Der Ansatz ist unzutreffend. Durch die Nieren werden pro Tag um 180 Liter Blut gefiltert. Die werden zuerst ausgeschieden als Primärharn, und dann wird daraus alles zurückgefiltert, was der Körper davon braucht, in allererster Linie das Wasser! Und klar auch möglichst alle Glukose, denn der Organismus gibt nix ungenutzt freiwillig her, was da mal den Weg durch die Futterluke gefunden hat.
Gesund geht Glukose zurück in den Kreislauf filtern bis 160-180 mg/dl.

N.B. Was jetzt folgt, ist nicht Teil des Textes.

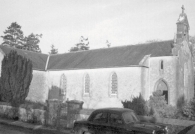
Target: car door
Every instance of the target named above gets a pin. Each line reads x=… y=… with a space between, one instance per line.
x=116 y=124
x=99 y=123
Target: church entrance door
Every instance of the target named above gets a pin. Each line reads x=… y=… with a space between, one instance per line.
x=162 y=86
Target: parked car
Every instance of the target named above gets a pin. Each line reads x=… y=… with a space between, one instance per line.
x=188 y=130
x=117 y=121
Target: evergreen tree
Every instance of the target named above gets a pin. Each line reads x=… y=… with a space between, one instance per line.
x=31 y=43
x=13 y=36
x=16 y=76
x=53 y=50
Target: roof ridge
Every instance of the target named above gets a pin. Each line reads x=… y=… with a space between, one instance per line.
x=146 y=43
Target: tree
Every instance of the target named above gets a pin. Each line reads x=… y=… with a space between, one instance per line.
x=53 y=50
x=16 y=76
x=13 y=36
x=31 y=43
x=81 y=46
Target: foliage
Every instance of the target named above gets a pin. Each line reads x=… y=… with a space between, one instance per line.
x=16 y=76
x=81 y=46
x=53 y=50
x=14 y=38
x=138 y=104
x=31 y=43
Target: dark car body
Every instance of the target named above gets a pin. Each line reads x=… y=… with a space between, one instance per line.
x=116 y=121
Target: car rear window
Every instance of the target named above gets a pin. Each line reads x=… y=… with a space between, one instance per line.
x=130 y=117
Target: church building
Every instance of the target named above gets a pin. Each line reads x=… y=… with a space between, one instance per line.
x=105 y=77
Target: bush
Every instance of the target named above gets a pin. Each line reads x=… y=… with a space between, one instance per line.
x=138 y=104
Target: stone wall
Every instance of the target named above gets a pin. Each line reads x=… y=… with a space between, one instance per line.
x=129 y=85
x=38 y=91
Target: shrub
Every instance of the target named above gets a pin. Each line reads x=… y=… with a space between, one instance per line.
x=16 y=76
x=138 y=104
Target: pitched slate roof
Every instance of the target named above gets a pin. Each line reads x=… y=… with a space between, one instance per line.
x=39 y=60
x=109 y=57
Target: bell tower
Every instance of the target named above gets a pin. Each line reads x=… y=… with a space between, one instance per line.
x=182 y=27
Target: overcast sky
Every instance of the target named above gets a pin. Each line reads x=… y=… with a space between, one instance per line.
x=121 y=22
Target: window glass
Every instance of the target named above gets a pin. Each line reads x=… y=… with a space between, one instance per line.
x=115 y=119
x=100 y=117
x=63 y=85
x=114 y=84
x=87 y=84
x=130 y=117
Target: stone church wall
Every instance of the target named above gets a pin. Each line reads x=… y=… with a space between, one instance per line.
x=168 y=74
x=129 y=85
x=38 y=91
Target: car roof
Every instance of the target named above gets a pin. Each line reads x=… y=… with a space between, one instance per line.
x=120 y=110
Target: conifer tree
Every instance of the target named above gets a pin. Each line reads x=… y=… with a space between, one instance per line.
x=53 y=50
x=13 y=36
x=16 y=76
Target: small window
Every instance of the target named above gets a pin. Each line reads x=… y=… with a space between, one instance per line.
x=100 y=117
x=86 y=84
x=63 y=85
x=114 y=84
x=115 y=119
x=161 y=65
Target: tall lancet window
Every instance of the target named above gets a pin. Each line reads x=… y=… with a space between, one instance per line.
x=63 y=84
x=114 y=84
x=86 y=84
x=161 y=69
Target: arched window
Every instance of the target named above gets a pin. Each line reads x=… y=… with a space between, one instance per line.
x=63 y=85
x=161 y=65
x=86 y=84
x=114 y=84
x=162 y=86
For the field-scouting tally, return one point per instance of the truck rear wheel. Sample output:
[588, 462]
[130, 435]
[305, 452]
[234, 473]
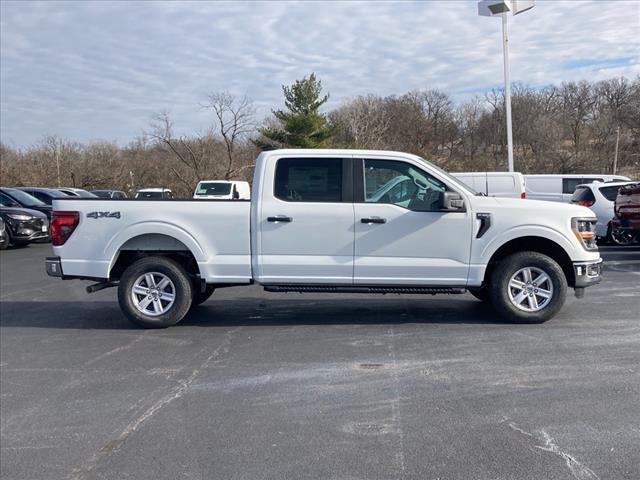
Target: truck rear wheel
[528, 287]
[155, 292]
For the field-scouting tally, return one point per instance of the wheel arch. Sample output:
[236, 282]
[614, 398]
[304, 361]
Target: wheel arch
[532, 243]
[182, 250]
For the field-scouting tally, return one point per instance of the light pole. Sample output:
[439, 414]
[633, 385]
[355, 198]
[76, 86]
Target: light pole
[494, 8]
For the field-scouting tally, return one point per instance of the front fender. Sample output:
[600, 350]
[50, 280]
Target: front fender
[521, 231]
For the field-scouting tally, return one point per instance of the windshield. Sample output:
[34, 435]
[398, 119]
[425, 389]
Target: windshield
[148, 195]
[451, 178]
[610, 193]
[214, 188]
[24, 198]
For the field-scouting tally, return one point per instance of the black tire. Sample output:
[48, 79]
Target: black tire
[500, 289]
[181, 288]
[481, 294]
[201, 297]
[7, 242]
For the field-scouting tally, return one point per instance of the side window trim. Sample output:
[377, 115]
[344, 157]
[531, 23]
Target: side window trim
[346, 173]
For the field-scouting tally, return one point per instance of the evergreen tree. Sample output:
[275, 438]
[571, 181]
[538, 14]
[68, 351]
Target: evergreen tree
[301, 125]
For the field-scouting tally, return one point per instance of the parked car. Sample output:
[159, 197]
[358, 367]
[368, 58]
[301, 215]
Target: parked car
[24, 226]
[222, 190]
[560, 188]
[45, 195]
[4, 238]
[12, 197]
[77, 192]
[495, 184]
[115, 194]
[599, 197]
[313, 226]
[154, 194]
[625, 226]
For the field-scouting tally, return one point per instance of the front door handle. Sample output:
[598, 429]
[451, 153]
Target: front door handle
[373, 220]
[279, 218]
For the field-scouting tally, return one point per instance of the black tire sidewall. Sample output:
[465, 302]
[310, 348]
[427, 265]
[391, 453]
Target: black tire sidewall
[201, 297]
[481, 293]
[181, 282]
[508, 267]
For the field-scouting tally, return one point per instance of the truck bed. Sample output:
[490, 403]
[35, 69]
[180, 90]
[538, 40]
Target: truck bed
[216, 232]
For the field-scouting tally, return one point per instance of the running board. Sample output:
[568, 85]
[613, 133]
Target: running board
[362, 289]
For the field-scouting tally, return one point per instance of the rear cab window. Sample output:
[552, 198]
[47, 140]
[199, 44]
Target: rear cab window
[213, 188]
[583, 195]
[610, 193]
[310, 180]
[569, 184]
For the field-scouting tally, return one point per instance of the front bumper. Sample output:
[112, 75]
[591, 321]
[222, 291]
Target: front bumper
[632, 224]
[54, 266]
[587, 273]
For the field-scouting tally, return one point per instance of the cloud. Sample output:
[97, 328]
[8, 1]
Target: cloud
[99, 70]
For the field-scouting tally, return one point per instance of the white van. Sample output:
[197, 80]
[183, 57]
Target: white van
[222, 190]
[154, 194]
[495, 184]
[560, 188]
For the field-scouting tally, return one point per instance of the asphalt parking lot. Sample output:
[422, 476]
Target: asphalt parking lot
[287, 386]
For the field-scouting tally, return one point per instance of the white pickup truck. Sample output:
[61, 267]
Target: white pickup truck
[317, 222]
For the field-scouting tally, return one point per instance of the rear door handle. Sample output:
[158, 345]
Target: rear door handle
[279, 218]
[373, 220]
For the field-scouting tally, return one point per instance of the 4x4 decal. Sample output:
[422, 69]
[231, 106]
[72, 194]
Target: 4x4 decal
[103, 215]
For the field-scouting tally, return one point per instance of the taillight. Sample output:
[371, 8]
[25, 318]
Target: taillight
[62, 226]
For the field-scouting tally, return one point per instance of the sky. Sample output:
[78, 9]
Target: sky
[100, 70]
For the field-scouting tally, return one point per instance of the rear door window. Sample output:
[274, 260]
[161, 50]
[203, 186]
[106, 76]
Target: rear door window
[309, 180]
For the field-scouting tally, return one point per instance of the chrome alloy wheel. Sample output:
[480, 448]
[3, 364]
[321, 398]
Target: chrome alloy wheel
[153, 293]
[530, 289]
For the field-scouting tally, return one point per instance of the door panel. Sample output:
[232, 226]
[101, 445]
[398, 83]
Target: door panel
[411, 242]
[306, 223]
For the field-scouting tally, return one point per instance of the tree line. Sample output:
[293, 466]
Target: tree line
[571, 128]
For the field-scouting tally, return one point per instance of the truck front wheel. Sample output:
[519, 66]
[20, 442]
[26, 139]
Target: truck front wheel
[528, 287]
[200, 296]
[155, 292]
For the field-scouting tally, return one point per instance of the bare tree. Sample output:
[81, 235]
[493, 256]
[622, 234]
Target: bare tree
[193, 153]
[235, 121]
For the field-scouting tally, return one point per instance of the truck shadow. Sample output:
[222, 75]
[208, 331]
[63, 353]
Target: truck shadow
[276, 311]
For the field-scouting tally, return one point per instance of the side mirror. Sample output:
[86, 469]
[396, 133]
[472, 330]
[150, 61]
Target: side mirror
[451, 202]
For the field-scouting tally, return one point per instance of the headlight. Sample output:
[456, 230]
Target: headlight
[22, 218]
[585, 230]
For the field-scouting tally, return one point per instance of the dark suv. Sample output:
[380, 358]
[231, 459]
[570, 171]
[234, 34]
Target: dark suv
[12, 197]
[625, 226]
[24, 226]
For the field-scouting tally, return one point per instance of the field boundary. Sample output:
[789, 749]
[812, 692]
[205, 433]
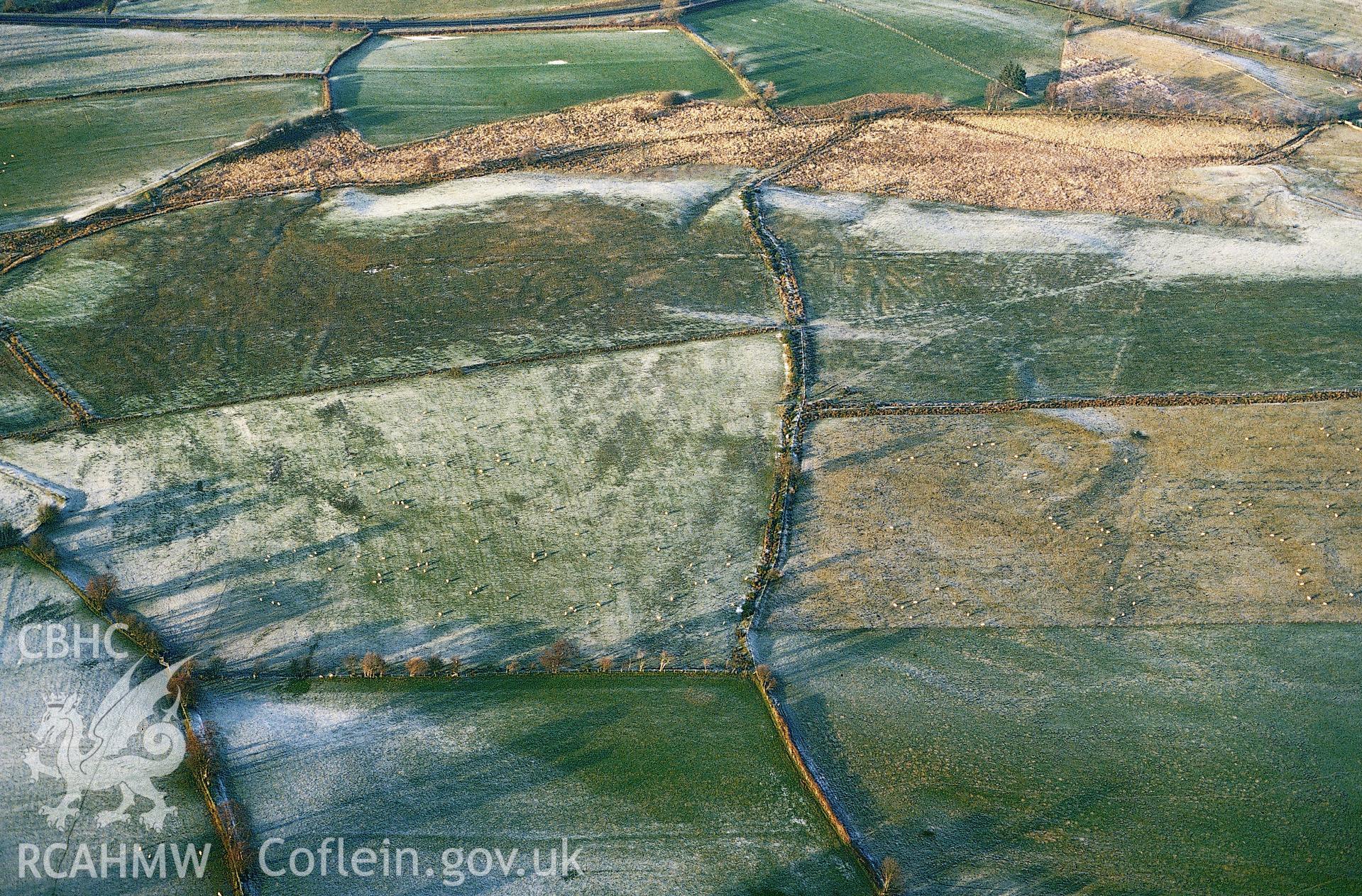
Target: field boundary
[789, 459]
[38, 370]
[401, 377]
[190, 719]
[828, 409]
[1106, 16]
[182, 23]
[145, 89]
[920, 43]
[326, 70]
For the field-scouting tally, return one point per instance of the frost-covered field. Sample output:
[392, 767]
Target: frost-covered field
[68, 157]
[1126, 516]
[345, 9]
[33, 595]
[920, 302]
[1217, 761]
[617, 502]
[56, 62]
[258, 297]
[665, 783]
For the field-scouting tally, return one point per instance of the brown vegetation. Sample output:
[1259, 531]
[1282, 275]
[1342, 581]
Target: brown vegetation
[1030, 161]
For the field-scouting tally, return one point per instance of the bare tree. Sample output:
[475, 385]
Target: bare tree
[100, 589]
[372, 666]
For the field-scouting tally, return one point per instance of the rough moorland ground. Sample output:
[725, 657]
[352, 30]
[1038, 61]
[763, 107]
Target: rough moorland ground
[666, 780]
[1123, 67]
[1126, 516]
[33, 595]
[410, 87]
[70, 155]
[1218, 761]
[258, 297]
[1028, 161]
[916, 302]
[616, 500]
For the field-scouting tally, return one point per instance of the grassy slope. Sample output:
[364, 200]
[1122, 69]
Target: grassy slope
[454, 515]
[41, 62]
[1214, 761]
[23, 404]
[375, 284]
[1071, 519]
[818, 53]
[348, 9]
[72, 154]
[401, 89]
[32, 595]
[930, 303]
[1217, 81]
[1311, 23]
[662, 782]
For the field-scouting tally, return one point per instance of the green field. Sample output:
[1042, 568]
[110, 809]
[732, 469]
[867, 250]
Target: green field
[666, 783]
[348, 9]
[161, 314]
[56, 62]
[918, 302]
[1126, 67]
[401, 89]
[815, 52]
[1218, 761]
[617, 502]
[1121, 516]
[67, 155]
[23, 404]
[32, 595]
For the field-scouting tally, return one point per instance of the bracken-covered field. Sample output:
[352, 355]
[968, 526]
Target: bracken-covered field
[657, 779]
[1128, 515]
[615, 500]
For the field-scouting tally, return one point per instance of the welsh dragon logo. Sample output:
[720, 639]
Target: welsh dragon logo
[126, 745]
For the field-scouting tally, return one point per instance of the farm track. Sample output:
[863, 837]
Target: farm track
[77, 406]
[177, 84]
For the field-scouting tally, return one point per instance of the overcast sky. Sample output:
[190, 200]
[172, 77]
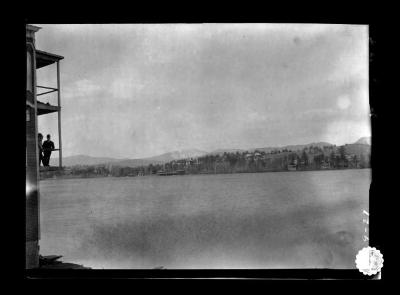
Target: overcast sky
[132, 91]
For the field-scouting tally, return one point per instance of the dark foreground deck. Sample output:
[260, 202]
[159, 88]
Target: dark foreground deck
[52, 262]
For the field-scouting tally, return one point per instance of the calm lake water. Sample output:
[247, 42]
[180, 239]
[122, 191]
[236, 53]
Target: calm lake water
[307, 219]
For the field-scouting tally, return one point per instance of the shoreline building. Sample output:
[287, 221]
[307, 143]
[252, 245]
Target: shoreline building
[36, 59]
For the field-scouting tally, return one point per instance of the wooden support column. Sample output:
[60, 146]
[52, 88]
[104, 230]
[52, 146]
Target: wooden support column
[59, 114]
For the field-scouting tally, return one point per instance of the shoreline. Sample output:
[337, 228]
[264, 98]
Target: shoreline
[55, 176]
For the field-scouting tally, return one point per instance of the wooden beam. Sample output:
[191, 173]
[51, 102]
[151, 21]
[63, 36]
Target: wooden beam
[45, 87]
[46, 92]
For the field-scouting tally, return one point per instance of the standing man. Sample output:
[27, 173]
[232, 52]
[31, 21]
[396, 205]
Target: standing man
[48, 146]
[40, 147]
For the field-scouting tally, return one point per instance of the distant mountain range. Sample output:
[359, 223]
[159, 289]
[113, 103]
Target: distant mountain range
[364, 140]
[164, 158]
[361, 144]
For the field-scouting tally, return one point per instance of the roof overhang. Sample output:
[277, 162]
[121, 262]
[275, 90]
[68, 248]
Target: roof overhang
[43, 108]
[45, 58]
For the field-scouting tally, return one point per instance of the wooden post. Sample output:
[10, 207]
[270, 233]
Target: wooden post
[59, 115]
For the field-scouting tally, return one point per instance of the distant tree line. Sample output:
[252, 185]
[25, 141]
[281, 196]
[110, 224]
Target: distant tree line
[309, 158]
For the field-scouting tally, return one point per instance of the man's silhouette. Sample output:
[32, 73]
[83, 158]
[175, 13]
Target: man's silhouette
[48, 146]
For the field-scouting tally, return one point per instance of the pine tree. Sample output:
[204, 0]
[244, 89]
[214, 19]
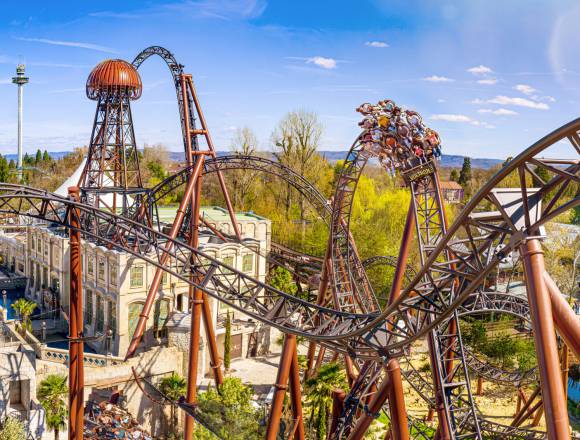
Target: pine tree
[465, 174]
[4, 169]
[228, 342]
[454, 176]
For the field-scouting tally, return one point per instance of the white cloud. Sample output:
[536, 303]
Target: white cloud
[462, 119]
[498, 112]
[78, 44]
[525, 89]
[376, 44]
[221, 9]
[325, 63]
[436, 78]
[543, 98]
[487, 81]
[479, 70]
[519, 102]
[451, 118]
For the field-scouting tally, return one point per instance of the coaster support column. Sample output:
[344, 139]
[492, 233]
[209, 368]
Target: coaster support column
[557, 423]
[75, 325]
[196, 295]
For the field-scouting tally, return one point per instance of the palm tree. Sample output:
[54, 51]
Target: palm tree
[318, 390]
[173, 386]
[52, 393]
[24, 309]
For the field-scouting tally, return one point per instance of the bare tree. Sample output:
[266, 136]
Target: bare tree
[244, 142]
[296, 141]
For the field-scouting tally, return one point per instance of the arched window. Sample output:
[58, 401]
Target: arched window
[134, 311]
[160, 316]
[100, 324]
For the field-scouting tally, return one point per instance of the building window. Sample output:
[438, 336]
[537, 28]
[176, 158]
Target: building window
[113, 272]
[248, 263]
[137, 276]
[228, 260]
[89, 307]
[102, 269]
[91, 265]
[100, 315]
[134, 312]
[44, 277]
[160, 318]
[112, 314]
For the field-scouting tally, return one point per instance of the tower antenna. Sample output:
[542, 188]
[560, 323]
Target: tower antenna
[20, 79]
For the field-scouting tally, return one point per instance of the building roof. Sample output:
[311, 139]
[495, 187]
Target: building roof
[210, 213]
[450, 184]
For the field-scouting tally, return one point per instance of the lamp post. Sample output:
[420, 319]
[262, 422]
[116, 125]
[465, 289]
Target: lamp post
[574, 285]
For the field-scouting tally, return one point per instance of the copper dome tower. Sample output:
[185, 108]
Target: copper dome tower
[116, 77]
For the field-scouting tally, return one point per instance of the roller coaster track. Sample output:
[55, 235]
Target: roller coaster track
[363, 335]
[455, 265]
[479, 303]
[360, 335]
[447, 278]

Bei Typ 2 wohl auch noch höher.
Was nicht zurückgefiltert werden kann, beschäftigt und belastet die Nieren dann auch nicht mehr, denn das wird einfach ausgeschieden, wobei 1 g Glukose 5 g Wasser gebunden hält und mitnimmt.
Also wenn viel Entwässern wg Zucker, geht das nur mit VIEL Zucker, und der muss dann auf Urinteststreifen deutlich zu sehen sein.
Gibt allerdings auch krankhaft - ohne Diabetes - niedrige Nierenschwellen, wo die Nieren nur bis 100 mg/dl oder noch weniger zurückfiltern können, aber bislang hab ich die dann immer als durchgängig gesehen und keinen solchen Tag- und Nacht Wechsel.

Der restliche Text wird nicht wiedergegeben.